The Wood Brothers

Two brothers decide to form a band, adapting the blues, folk and other roots‐music sounds they loved as kids into their own evocative sound and twining their voices in the sort of high‐lonesome harmony blend for which sibling singers are often renowned.

 Oliver and Chris Wood grew up in Boulder, CO, listening to their dad perform classic songs around the campfire and gleaning their creative turns of phrase from their poet mother. Chris studied jazz bass at The New England Conservatory of Music. Their collaboration, channeling the shared musical heroes of their youth while seizing on their own individual strengths — Oliver’s classic songwriting [and] Chris’s forward-thinking musicianship is infused with the following components: the dialed-in vocal harmonies, Oliver’s gritty acoustic guitar, Chris’s virtuosic upright bass, the warrior poet lyrics. Then there’s a glue holding it all together: Jano Rix,a drummer and ace-in-the-hole multi-instrumentalist. Jano’s additional harmonies give credence to the old trope that while two family members often harmonize preternaturally, it takes a third, non-related singer for the sound to really shine. And then there’s Jano’s work on his literally patented percussion instrument, the “shuitar,” [an] acoustic guitar rigged up with noisemakers, which, in his hands, becomes a veritable drum kit. The band will intrigue youth and at the same time be readily approachable, as one reviewer puts it, they resonate "hints of other beloved American bands, while creating something entirely organic and new.... As natural as anything else, but like nothing else."

Their 2015 release,‘Paradise,’ an album about longing and desire and the ways in which the pursuit of fulfillment can keep it perpetually out of our reach, is The Wood Brothers’ most sophisticated work to date and also their most rocking, with bassist Chris Wood playing electric on tracks for the first time. Recorded at Dan Auerbach’s Easy Eye studio in Nashville, ‘Paradise’ captures the latest chapter in the ongoing evolution of a band—and a family—navigating the joy and challenges of a life in music.

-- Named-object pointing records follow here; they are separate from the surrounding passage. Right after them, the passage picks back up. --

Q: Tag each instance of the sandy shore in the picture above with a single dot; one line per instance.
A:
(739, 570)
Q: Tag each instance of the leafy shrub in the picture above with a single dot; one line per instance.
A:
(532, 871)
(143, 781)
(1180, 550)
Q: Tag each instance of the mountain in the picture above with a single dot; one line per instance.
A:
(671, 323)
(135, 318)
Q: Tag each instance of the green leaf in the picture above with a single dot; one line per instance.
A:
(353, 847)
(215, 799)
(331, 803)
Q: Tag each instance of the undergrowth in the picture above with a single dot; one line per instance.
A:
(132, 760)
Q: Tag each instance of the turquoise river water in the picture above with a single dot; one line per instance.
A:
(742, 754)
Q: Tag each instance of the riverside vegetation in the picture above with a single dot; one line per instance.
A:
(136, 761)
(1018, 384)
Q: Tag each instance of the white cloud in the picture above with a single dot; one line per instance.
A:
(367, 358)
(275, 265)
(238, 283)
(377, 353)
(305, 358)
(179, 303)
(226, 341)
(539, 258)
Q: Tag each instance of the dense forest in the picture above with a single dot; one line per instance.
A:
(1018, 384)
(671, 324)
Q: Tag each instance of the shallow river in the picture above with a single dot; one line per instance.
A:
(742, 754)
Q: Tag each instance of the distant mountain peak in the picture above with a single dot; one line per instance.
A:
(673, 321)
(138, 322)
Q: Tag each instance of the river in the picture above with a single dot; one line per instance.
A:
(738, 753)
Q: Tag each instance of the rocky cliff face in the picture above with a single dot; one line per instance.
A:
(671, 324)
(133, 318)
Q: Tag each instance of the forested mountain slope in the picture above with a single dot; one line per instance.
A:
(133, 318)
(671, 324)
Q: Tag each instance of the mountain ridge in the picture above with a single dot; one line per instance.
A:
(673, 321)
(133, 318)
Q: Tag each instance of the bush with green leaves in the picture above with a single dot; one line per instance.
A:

‘Paradise’ follows the band’s acclaimed 2013 release ‘The Muse,’ which was recorded almost entirely live around a tree of microphones in Zac Brown’s Southern Ground studio. Hailed previously by the New York Times for their “gripping” vocals and by the LA Times for their “taught musicianship,” the live setting proved to be a remarkable showcase for the brothers’ live chemistry and charismatic magnetism. Taking a different approach to their sixth studio album, the decision to record in Nashville was no coincidence, as ‘Paradise’ marks the first album written with the entire band living in Music City.